Implementing cursor updating turns out to be relatively easy. Firstly, we provide a function accepting an operation and a cursor index, and producing a new cursor index. So for example if the operation performs an insertion before the cursor, the cursor will increase by the insertion count, and it will decrease for deletions. One edge case is for insertion at the cursor index - here we distinguish between local operations (produced by the same client) and remote ones. For local operations the cursor will increment by the insertion size - in the case of text editing, this is required so that the cursor moves along as we type. For remote operations, we won’t increment the cursor (otherwise we would again produce a situation where two clients typing at the same point would interleave their insertions).

The next step is to make our client state store a history of operations applied to the local (optimistic) data state.

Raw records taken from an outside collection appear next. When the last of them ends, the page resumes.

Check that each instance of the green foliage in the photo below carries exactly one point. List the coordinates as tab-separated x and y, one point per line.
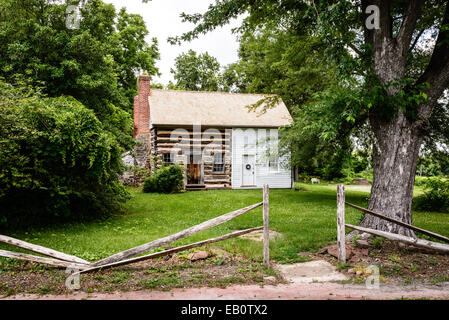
196	72
57	163
436	196
165	180
288	40
97	63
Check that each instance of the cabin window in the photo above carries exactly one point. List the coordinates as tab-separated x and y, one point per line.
273	163
167	158
218	162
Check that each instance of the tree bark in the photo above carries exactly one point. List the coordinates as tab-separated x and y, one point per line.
395	155
397	139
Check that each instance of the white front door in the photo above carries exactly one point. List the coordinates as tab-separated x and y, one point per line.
248	170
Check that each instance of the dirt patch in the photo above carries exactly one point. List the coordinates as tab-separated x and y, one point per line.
312	271
220	269
397	265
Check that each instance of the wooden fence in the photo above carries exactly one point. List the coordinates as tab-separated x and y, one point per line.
415	242
60	259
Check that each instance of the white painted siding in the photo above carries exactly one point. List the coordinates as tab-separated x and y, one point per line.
255	141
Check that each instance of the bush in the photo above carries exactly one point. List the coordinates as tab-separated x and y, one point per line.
57	163
165	180
436	196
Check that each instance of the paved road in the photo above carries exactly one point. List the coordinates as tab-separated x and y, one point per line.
310	291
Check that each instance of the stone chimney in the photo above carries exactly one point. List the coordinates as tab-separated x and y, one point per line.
142	123
142	106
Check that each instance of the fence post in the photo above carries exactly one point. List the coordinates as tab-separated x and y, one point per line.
266	227
341	236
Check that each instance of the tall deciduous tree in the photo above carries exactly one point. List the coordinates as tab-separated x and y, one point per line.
95	60
197	72
403	76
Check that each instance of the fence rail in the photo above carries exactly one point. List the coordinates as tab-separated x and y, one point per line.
341	236
126	257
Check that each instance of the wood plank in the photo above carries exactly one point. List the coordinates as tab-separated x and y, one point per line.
406	225
53	262
341	235
426	244
174	250
180	235
42	250
266	225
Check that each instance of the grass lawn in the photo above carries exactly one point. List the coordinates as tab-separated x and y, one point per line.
306	218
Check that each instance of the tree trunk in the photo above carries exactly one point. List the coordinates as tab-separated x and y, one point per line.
395	155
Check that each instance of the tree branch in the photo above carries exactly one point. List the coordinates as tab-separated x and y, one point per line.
437	71
408	25
416	40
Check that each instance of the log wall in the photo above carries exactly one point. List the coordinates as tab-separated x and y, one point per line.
164	141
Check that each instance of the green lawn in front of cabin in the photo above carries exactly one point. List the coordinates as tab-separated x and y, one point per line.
306	218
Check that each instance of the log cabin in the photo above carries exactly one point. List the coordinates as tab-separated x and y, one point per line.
220	142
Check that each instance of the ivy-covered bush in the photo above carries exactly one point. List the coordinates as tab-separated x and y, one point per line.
436	196
57	163
165	180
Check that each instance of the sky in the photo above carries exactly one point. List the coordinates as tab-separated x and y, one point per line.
162	18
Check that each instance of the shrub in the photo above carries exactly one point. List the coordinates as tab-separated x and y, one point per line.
57	163
165	180
436	196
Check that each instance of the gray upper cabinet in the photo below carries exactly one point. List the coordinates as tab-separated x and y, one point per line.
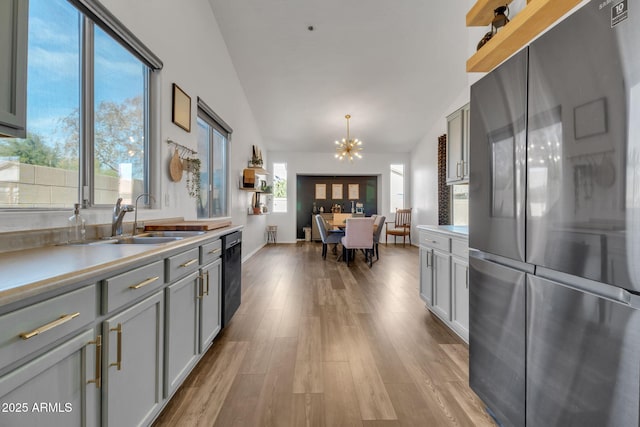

This can be used by UI elements manging a cursor to update that cursor as the client state changes, transforming the cursor by each new operation in turn until it is up to date.

In the case where UI elements are expected to update in response to each client state update we can optimise by storing only the most recent operation, and an incrementing integer revision index. Any UI elements managing a cursor also store the most recent revision they have updated to. When the client updates, each UI element will query the client revision, check that it is their own most recent revision + 1, and then transform the cursor using the most recent operation. If a revision is skipped, the cursor is reset to say 0 (this is essentially just a safety check in case the UI does not update on each client revision).

Producing the appropriate client operations is straightforward:

  1. For local operations we can just use them directly - they are already against our local, optimistic state.
  2. For confirmations from the server, the operation is empty - the local state doesn’t change on confirmation.
  3. For remove operations we use the top right transformation in the client-side diagram earlier. This takes us from O0 (the previous optimistic state), to O1 (the new one), as required. This transformation is (p0 ∪ w) ∪ b

For multiple selections, a set of cursors can be used. For range selections we can use a pair of cursors for the first and last selected elements, collapsing this into a single selection if the indices become the same.

For selections that can be empty, additional logic can be added to clear the selection when the selected element or range is deleted.

Summary

Given an implementation of the operational transformation itself (the transform function), the approach above should be sufficient to produce a server-client collaborative editing system.

There’s quite a lot more to the implementation - serialisation/deserialisation, representing the client and server states neatly - but the transform function and the tranformations shown are the core of the system, and definitely the “tricky bit” of OT.